Ya en Gijón, Nacho Vegas es Nachín, tal y como le llaman sus amigos. A Nachín le cuesta mirar a los ojos cuando habla, signo de una profunda timidez. De hecho, se disculpa por ello. Es curioso cuando en sus canciones destapa tanta alma o muestra una voz política tan guerrera. No parece un tímido quien está detrás de un disco como Mundos inmóviles derrumbándose. “La realidad nos ha mostrado lo frágil que es nuestro mundo. El problema es que hemos salido con un mundo más feo, más hostil y más cínico. Tenemos que reconstruirlo”, reflexiona a última hora del día, sentado en el Café Trisquel, en el centro de Gijón. ¿Y cómo está el mundo de Nacho Vegas? “En proceso de reconstrucción”, dice con media sonrisa, y recupera una idea que ha usado para referirse también a las otras patas de su vida, como la política y la música: “Hay que poner en valor una ética sólida de los cuidados”.

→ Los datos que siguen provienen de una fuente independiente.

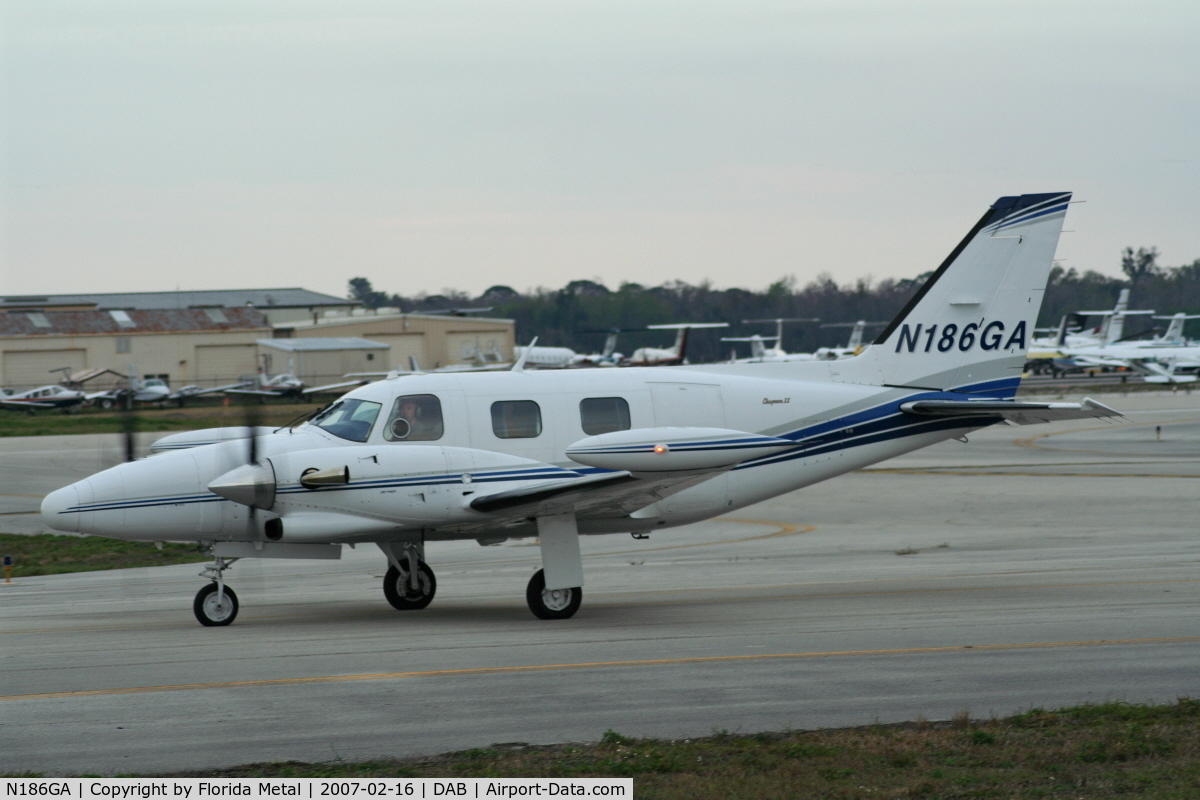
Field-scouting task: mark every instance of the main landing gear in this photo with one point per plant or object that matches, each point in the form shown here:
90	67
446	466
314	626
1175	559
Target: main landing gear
551	603
409	583
216	603
407	594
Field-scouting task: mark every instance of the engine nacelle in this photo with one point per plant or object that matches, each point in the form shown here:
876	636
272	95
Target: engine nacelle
659	450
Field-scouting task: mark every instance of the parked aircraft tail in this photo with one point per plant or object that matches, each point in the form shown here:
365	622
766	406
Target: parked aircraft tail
969	326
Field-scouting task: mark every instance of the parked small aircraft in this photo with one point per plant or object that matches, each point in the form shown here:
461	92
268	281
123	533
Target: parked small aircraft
675	354
759	349
853	346
287	386
52	396
412	461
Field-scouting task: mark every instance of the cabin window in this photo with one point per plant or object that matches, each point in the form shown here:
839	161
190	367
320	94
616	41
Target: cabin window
516	419
604	415
349	419
414	417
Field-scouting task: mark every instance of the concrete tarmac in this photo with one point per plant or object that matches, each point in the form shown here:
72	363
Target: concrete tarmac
1033	566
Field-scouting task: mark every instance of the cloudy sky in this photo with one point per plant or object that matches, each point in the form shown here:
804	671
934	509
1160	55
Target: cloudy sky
155	144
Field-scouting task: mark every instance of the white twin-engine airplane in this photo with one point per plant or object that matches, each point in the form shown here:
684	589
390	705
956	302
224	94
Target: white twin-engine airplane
409	461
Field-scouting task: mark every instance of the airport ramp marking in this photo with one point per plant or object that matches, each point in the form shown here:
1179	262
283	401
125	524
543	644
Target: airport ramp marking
618	596
1031	441
784	529
951	470
595	665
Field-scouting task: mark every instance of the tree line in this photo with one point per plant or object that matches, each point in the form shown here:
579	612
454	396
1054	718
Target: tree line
579	314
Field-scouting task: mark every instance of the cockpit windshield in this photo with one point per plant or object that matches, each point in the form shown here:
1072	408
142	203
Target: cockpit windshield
348	419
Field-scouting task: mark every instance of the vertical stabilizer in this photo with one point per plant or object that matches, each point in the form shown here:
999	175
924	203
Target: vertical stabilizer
970	325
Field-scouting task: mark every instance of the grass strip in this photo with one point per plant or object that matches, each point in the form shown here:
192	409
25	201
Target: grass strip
1090	751
49	554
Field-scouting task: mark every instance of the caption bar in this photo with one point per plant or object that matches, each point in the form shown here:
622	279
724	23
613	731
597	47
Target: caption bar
196	788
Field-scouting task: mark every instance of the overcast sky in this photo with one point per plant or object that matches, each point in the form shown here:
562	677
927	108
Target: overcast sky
153	145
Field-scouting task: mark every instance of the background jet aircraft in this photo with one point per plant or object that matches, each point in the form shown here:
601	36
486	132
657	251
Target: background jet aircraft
677	353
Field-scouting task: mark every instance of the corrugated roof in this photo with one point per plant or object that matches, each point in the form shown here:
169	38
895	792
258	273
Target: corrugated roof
291	298
67	323
324	343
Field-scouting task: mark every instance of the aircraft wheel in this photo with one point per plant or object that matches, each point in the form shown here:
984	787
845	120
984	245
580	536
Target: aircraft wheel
213	609
401	595
551	603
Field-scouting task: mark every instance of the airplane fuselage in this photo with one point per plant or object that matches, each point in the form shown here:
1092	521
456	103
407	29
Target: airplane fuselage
429	483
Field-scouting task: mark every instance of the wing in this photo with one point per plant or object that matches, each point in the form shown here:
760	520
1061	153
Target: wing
1012	410
609	495
346	385
198	392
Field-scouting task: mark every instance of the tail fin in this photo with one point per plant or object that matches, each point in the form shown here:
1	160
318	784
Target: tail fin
970	325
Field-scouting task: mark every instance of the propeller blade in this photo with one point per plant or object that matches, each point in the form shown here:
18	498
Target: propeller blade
129	427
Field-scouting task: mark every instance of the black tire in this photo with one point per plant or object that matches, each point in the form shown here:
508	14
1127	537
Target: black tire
401	595
558	603
210	612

Al despedirse, se lía un cigarro y se pierde por las calles de Gijón, camino de ese metro cuadrado en el que reconoció que, a veces, teme “caer en el olvido”. Escuchando su cancionero, parece que Nacho Vegas, Nachín, está condenado a habitar la soledad. Como en el mito de Sísifo empujando la roca, este músico de caminar lento y ojos claros transporta su propio peso. Quizá solo sea un mito, o puede que algo real, un simple hecho más, que necesita ser reconstruido en este mundo hostil. De lejos, su silueta en la acera es la misma que en el puerto de Ortiguera cuando, frente al Cantábrico, con el oleaje manso y el eco de las gaviotas, observaba el mar. El cartel advertía del peligro de los rebases, pero siguió caminando sin compañía hasta el borde. Daba la sensación de que hubiese hecho lo mismo de haber sido un día de tormenta.